Maeve y Lovhos empezaron a quitar las espadas una por una, siéndoles algunas más difíciles que otras por la fuerza con la que estaban clavadas, y por fin, cuando desencajaron las últimas de sus piernas, el ángel quedó mirando hacia el cielo; reuniendo fuerzas lo más rápido que se le permitía.
Y mientras la valquiria seguía arremetiendo y Hilda socorría a su compañera, Heimdall encontró un lugar en todo ese ajetreo. Un lugar donde aparecer tras Lancelot y Benedicta, y sujetarla del brazo.
El escudero miró hacia atrás, escuchando a la joven dar un pequeño grito de asombro, y Uriel, al escuchar esa voz, se levantó.
El dios situó la espada en el cuello de la joven, haciendo que el ataque cesara. Sus ojos se dirigieron hacia el ángel, quien ya se había levantado, y parpadeó.
Se había liberado demasiado rápido, pero, para su suerte, ya tenía a la joven en sus brazos.
Una gran ventisca revolvió la ropa de los que soltaron al ángel, los mechones del escudero se ondearon entre sus ojos esmeralda, y Benedicta vio venir a gran velocidad una espada impregnada en sangre: la misma que había sido clavada en el pecho de Uriel.
El arma atravesó el brazo del dios, arrancándoselo, no del corte, sino del golpe, y Benedicta se liberó en un instante. Una fuente de sangre empezó a brotar por todos lados, y la chica cayó al suelo asombrada.
Heimdall retrocedió asustado; desorbitadamente aterrado.
Uriel apareció de un paso frente a la joven, rodeándola con sus brazos, y todos quedaron de piedra. Qué rápido había sido.
—Bene... —murmuró en su oído, aspirando con ímpetu y degustando su tan preciado olor.
Benedicta tenía la boca abierta, arrugando los ojos momentos después, y correspondiendo el abrazo de su amado.
—Uriel... —murmuró, saboreando con su mayor deseo el cálido abrazo que el celestial ofrecía. No obstante, sin sus alas... había perdido el aura que tanto añoraba. Su pecho se desquebrajó ligeramente al pensar en ello.
Heimdall situó su otro brazo en la herida, desangrándose y con un rostro sumamente arrugado.
Uriel sonrió frente a la joven, mostrando una sonrisa tan dulce como las mañanas con los despertares a su lado.

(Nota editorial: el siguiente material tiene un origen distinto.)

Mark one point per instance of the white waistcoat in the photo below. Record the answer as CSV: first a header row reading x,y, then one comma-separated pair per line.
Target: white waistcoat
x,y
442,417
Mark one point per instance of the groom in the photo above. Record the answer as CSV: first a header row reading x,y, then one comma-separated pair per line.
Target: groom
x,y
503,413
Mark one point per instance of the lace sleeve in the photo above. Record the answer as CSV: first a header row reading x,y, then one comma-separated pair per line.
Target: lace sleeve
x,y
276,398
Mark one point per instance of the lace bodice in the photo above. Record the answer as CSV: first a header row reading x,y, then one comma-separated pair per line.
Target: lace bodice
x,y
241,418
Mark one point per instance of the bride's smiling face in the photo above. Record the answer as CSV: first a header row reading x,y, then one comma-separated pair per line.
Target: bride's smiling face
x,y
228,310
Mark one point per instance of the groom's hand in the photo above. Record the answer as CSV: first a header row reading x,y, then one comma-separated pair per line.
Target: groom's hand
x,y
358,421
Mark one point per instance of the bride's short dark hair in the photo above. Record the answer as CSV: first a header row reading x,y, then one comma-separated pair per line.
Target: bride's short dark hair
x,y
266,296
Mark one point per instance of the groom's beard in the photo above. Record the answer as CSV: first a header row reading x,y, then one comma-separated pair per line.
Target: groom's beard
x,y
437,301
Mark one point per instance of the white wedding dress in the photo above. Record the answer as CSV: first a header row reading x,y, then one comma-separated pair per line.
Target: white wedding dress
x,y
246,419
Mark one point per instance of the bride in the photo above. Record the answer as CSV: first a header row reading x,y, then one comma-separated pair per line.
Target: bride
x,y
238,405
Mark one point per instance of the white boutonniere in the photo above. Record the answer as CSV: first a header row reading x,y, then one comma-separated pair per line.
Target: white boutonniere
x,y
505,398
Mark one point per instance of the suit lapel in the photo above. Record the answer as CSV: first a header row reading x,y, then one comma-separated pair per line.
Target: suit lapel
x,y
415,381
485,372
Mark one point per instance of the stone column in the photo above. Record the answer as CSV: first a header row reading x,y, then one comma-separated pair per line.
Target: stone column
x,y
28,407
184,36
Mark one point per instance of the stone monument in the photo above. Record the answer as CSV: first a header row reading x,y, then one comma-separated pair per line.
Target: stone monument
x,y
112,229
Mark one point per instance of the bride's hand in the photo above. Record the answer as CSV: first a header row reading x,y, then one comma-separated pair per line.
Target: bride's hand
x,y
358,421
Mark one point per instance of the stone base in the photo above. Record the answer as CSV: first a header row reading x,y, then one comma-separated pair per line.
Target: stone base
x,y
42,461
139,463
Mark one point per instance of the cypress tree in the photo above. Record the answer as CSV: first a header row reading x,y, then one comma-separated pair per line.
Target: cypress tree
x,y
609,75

La dejó junto a Lancelot, dando una última caricia en su rostro, y observó al dios que osó poner la vida de su amada en peligro.
—Te hará falta más de una vida para enmendar el error que has cometido.
Heimdall tragó saliva, mas había empezado a bajar el sudor por su frente. Uriel estiró el cuello a ambos lados, sonriendo con su destacada risa macabra.